Revenons-en au film. Il présente
le destin parallèle de plusieurs personnalités hors-norme :
- Robert Redford y incarne le professeur Stephen Malley, un enseignant idéaliste et contestataire dans une université de la côte Ouest. Au cours du film, il tente de convaincre l'un de ses étudiants les plus doués (Andrew Garfield), de prendre sa vie en main alors que ce dernier a plutôt tendance à se laisser vivre et à ne pas "en ficher une rame";
- Tom Cruise incarne un jeune sénateur républicain ambitieux (Jasper Irving) aux dents si longues qu'elles en rayent l'épaisse moquette de son bureau ;
- Meryl Streep (Janine Roth) est une journaliste de haut vol qui a aussi été engagée à gauche mais qui, depuis le rachat de sa chaîne par une chaîne commerciale, s'est « rangée » et ne fait plus de journalisme d’investigation;
- Les deux derniers personnages importants du film sont deux anciens étudiants du professeur Malley, un black et un hispano. Ils se sont engagés volontairement dans les troupes d'intervention en Afghanistan et ils y laisseront leur peau dans des conditions dramatiques.

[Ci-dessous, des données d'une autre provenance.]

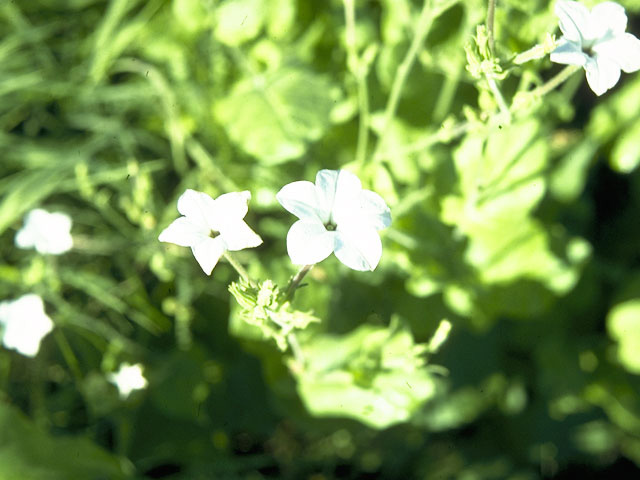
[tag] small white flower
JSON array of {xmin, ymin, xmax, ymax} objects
[
  {"xmin": 550, "ymin": 0, "xmax": 640, "ymax": 95},
  {"xmin": 158, "ymin": 189, "xmax": 262, "ymax": 275},
  {"xmin": 276, "ymin": 170, "xmax": 391, "ymax": 271},
  {"xmin": 0, "ymin": 293, "xmax": 53, "ymax": 357},
  {"xmin": 108, "ymin": 363, "xmax": 148, "ymax": 398},
  {"xmin": 15, "ymin": 208, "xmax": 73, "ymax": 255}
]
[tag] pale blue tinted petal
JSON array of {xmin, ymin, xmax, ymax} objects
[
  {"xmin": 220, "ymin": 220, "xmax": 262, "ymax": 251},
  {"xmin": 591, "ymin": 2, "xmax": 627, "ymax": 38},
  {"xmin": 585, "ymin": 55, "xmax": 620, "ymax": 96},
  {"xmin": 331, "ymin": 170, "xmax": 362, "ymax": 224},
  {"xmin": 158, "ymin": 217, "xmax": 210, "ymax": 247},
  {"xmin": 276, "ymin": 180, "xmax": 328, "ymax": 223},
  {"xmin": 178, "ymin": 189, "xmax": 215, "ymax": 228},
  {"xmin": 549, "ymin": 37, "xmax": 589, "ymax": 67},
  {"xmin": 335, "ymin": 226, "xmax": 382, "ymax": 271},
  {"xmin": 191, "ymin": 237, "xmax": 224, "ymax": 275},
  {"xmin": 210, "ymin": 190, "xmax": 251, "ymax": 231},
  {"xmin": 316, "ymin": 169, "xmax": 340, "ymax": 223},
  {"xmin": 287, "ymin": 220, "xmax": 336, "ymax": 265},
  {"xmin": 555, "ymin": 0, "xmax": 594, "ymax": 45},
  {"xmin": 593, "ymin": 33, "xmax": 640, "ymax": 73},
  {"xmin": 360, "ymin": 190, "xmax": 391, "ymax": 230}
]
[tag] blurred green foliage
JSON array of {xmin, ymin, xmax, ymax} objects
[{"xmin": 0, "ymin": 0, "xmax": 640, "ymax": 480}]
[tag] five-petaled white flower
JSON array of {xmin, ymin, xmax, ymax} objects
[
  {"xmin": 158, "ymin": 189, "xmax": 262, "ymax": 275},
  {"xmin": 108, "ymin": 363, "xmax": 148, "ymax": 398},
  {"xmin": 550, "ymin": 0, "xmax": 640, "ymax": 95},
  {"xmin": 0, "ymin": 293, "xmax": 53, "ymax": 357},
  {"xmin": 15, "ymin": 208, "xmax": 73, "ymax": 255},
  {"xmin": 276, "ymin": 170, "xmax": 391, "ymax": 271}
]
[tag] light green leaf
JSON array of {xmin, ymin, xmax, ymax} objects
[
  {"xmin": 214, "ymin": 68, "xmax": 333, "ymax": 164},
  {"xmin": 0, "ymin": 403, "xmax": 133, "ymax": 480},
  {"xmin": 607, "ymin": 299, "xmax": 640, "ymax": 374},
  {"xmin": 442, "ymin": 120, "xmax": 578, "ymax": 293},
  {"xmin": 298, "ymin": 323, "xmax": 436, "ymax": 428},
  {"xmin": 214, "ymin": 0, "xmax": 265, "ymax": 46}
]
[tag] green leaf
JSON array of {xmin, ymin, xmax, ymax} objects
[
  {"xmin": 214, "ymin": 0, "xmax": 265, "ymax": 46},
  {"xmin": 0, "ymin": 403, "xmax": 133, "ymax": 480},
  {"xmin": 214, "ymin": 68, "xmax": 333, "ymax": 165},
  {"xmin": 607, "ymin": 299, "xmax": 640, "ymax": 374},
  {"xmin": 298, "ymin": 323, "xmax": 436, "ymax": 429},
  {"xmin": 442, "ymin": 120, "xmax": 578, "ymax": 293}
]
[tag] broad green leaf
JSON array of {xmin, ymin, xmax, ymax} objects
[
  {"xmin": 0, "ymin": 403, "xmax": 132, "ymax": 480},
  {"xmin": 214, "ymin": 68, "xmax": 333, "ymax": 164},
  {"xmin": 214, "ymin": 0, "xmax": 266, "ymax": 46},
  {"xmin": 609, "ymin": 121, "xmax": 640, "ymax": 173},
  {"xmin": 442, "ymin": 121, "xmax": 577, "ymax": 293},
  {"xmin": 298, "ymin": 324, "xmax": 436, "ymax": 428},
  {"xmin": 549, "ymin": 138, "xmax": 597, "ymax": 202},
  {"xmin": 607, "ymin": 299, "xmax": 640, "ymax": 374}
]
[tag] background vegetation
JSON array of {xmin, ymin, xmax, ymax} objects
[{"xmin": 0, "ymin": 0, "xmax": 640, "ymax": 480}]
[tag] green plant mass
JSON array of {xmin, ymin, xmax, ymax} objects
[{"xmin": 0, "ymin": 0, "xmax": 640, "ymax": 480}]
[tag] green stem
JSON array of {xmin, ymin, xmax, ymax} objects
[
  {"xmin": 487, "ymin": 0, "xmax": 496, "ymax": 54},
  {"xmin": 223, "ymin": 251, "xmax": 256, "ymax": 287},
  {"xmin": 486, "ymin": 75, "xmax": 511, "ymax": 121},
  {"xmin": 284, "ymin": 264, "xmax": 313, "ymax": 302},
  {"xmin": 344, "ymin": 0, "xmax": 369, "ymax": 169},
  {"xmin": 531, "ymin": 65, "xmax": 580, "ymax": 97},
  {"xmin": 374, "ymin": 0, "xmax": 433, "ymax": 161}
]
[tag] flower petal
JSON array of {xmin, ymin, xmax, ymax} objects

Le professeur Malley, homme de gauche, profondément convaincu que la guerre en Afghanistan est une monumentale erreur, se sent paradoxalement responsable de leur mort car, au travers de son enseignement, il a défendu l'engagement personnel. Comme il ne voudrait pas que cela arrive à son nouvel étudiant, incarné par l'acteur Andrew Garfield, il le convoque pour essayer de le convaincre de ne pas s'engager dans l'armée. Mais la fin du film nous laisse plutôt penser que c'est le contraire qui se passera en fin de compte.
Le montage du film est tout à fait particulier. En effet, les personnages sont filmés indépendamment les uns des autres et ne savent pas ce que les autres pensent ou vont faire. Seul le spectateur a les cartes en main et le recul nécessaire pour juger, sauf à la fin où, brusquement, on les lui retire, lui laissant à penser qu'il s'est totalement fourvoyé.
Voilà pourquoi Lions et
agneaux est un film dérangeant et qui ébranle les certitudes que l'on a
(ou que l'on croit avoir). J'en suis ressorti un peu interloqué car,
visiblement, s’il est un pamphlet contre
la politique sécuritaire de Bush en Irak, en Afghanistan et en Iran, le film
pose avant tout le problème de l’engagement
personnel et de la remise en question de chacun.
Les acteurs
Les acteurs
Si les prestations de Redford et
de Cruise sont en tout point à la hauteur de ce qu'on attend d'eux, je suis un
peu resté sur ma faim quant à celle de Meryl Streep, que j’avais trouvée autrement plus convaincante dans Out of Africa ou dans le
magnifique Sur la route de Madison. Dans ce film, elle est en retrait, comme
éteinte, même si le rôle en fait un simple témoin manipulé consentant du sénateur. Tom
Cruise qui, il faut le reconnaître, s'y connaît en manipulation, est si parfaitement dans son rôle qu'on se demande ce qu'a bien pu penser la Scientologie de ce film !
Quant au jeune Andrew Garfield, ce
fut, pour moi, une révélation et je pense qu'il ira loin. Je le lui souhaite en tout cas, car c'est un acteur remarquable.
Additif :
J'ai vu, depuis Lions et Agneaux, Andrew Garfield
dans d'autres films : Boy A (2009), Never let me go et The social network (2010) et ma première impression envers son talent s'est confirmée. Je pense que, s'il trouve de bons scénarios, il ira loin.